If one uses ZFS, one can instruct ZFS to keep multiple copies of the data. It will try to spread those copies among multiple disks, but in single-disk systems it will just spread the duplicate blocks over that disk.
Since ZFS does checksum verification on every read, it has a much better chance of recovering from a few bad sectors.
Downside though is that the default RPi installs are 32bit and ZFS was written with 64bit-only in mind, and AFAIK there are still some issues and limitations when running on a 32bit system.
If you are ever where this happens the drive is end of life and should be tossed and the new one rebuilt from backups. You do have backups right... Drives fail without notice often
Wait, if it's a NAS drive, the drive firmware will ensure that it doesn't timeout due to media failure. Which the RAID can trust, because it's a NAS drive.
So.. why do the RAID rebuilds have timeouts on NAS drives at all? If you paid all that extra money for a special firmware that doesn't time out on media error, and the drive is still accepting and processing commands in less than X hours per command, then wiring in your own timeout seems like a really bad idea.
When the cache is full and something sends a write to the drive, does the drive still accept "are you still there?" commands while the write is queued?
So the raid software thinks it knows better than the drive firmware, ignores the fact that it's operating a drive with no I/O timeouts, and helpfully times out the drive from the array because obviously it's not behaving 'correctly' in line with the unverified assumptions of the RAID software?
It reads to me like the fault here isn't just on the hard drive manufacturers, like everyone's made it appear in top-level comments of both issues about it this week. I'm glad I asked more questions so that I'm better informed to help my friends when they encounter this. I appreciate everyone in the thread offering help with the details.

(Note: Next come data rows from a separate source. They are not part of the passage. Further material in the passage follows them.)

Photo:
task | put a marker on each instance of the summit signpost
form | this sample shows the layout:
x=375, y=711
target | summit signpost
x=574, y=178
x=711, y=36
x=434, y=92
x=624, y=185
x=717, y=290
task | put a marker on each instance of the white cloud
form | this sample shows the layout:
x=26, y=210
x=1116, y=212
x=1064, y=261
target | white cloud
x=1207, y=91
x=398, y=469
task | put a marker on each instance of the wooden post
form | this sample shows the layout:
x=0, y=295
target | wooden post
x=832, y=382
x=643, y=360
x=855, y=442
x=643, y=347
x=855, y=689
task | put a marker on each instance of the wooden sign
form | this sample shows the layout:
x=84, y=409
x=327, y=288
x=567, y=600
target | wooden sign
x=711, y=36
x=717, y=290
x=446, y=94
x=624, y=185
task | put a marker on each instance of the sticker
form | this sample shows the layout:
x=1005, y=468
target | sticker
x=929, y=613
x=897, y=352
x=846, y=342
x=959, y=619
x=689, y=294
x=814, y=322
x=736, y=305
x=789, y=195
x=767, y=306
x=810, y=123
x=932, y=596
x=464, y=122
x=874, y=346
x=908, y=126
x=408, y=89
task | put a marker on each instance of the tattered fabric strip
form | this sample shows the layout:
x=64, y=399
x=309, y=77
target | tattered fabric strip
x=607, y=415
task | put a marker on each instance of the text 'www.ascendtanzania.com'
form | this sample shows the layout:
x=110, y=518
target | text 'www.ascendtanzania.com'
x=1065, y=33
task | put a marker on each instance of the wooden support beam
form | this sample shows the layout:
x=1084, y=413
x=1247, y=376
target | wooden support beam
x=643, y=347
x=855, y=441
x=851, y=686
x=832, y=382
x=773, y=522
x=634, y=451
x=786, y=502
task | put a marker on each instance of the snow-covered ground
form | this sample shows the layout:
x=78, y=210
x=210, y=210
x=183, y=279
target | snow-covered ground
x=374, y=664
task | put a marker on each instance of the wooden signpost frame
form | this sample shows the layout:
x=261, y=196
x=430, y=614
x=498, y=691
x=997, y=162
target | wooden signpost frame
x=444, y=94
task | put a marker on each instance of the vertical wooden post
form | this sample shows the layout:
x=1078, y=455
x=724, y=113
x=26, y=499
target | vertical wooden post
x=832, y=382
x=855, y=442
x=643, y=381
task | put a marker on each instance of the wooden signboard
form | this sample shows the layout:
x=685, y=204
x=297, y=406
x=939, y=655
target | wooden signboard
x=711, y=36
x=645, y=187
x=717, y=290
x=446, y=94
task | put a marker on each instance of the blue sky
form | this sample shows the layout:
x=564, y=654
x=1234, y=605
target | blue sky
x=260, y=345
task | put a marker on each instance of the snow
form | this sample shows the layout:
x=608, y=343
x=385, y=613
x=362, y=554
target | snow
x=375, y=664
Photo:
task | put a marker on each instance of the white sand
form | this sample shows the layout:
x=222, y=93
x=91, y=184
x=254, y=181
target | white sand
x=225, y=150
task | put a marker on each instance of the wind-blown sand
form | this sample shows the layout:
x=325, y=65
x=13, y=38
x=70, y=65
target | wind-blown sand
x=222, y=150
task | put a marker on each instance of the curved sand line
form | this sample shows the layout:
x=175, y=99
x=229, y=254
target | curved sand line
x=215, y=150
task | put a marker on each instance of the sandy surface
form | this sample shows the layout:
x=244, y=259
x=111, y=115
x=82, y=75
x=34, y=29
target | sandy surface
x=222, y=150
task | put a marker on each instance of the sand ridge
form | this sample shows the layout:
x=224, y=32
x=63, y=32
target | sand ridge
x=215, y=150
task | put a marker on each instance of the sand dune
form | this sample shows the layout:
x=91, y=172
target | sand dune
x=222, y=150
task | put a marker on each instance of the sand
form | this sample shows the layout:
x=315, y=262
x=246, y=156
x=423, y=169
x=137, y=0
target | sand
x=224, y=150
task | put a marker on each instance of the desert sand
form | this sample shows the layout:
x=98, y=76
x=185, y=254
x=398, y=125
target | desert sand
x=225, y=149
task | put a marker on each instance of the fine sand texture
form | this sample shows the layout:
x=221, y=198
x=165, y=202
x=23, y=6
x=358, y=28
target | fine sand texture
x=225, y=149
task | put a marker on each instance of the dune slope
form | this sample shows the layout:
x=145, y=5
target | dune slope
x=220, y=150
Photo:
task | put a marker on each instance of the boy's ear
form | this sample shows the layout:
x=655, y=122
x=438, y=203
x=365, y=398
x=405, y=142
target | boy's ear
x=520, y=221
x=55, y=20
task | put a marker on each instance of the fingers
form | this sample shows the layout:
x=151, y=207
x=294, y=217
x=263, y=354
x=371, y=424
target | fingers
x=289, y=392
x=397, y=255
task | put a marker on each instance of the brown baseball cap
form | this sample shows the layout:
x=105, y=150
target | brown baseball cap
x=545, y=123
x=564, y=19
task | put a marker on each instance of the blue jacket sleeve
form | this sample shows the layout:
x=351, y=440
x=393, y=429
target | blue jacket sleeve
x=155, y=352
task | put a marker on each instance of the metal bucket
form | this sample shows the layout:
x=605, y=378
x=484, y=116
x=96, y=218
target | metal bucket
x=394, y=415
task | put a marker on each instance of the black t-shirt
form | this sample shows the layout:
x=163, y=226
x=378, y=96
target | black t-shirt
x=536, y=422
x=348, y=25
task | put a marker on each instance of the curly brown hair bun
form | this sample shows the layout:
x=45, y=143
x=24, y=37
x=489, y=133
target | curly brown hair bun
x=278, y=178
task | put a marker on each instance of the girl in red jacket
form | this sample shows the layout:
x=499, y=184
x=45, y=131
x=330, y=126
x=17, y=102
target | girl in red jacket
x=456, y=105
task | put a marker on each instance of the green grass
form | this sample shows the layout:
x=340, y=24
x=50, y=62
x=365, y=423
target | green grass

Don't forget the reason "NAS" drives exist in the first place is that several years ago drive manufacturers added a feature where if a read failed they would go into an extremely thorough but long (60+ second) recovery effort to get the sector back. RAID controllers would just see the drive stop responding to commands and mark it dead. So the NAS drives come with firmware that doesn't do the extreme recovery and instead just returns "read error" and lets the RAID controller rebuild it with the parity information.
If the drives go out to lunch due to a SMR writeback bottleneck then they will have lost their main selling point. Presumably in the normal case the drive will write the data just fine, but at a slower rate so you can rebuild your array but it will take all week. However, if one of the sectors fails the CRC check after the write and it has to try several times to get it I can definitely see the RAID controller getting frustrated and kicking it out.
I would be interested to see if any RAID software comes with a "SMR" mode where if a drive stops responding to commands during a rebuild the controller lets the drive take a 20 minute break before resuming the rebuild.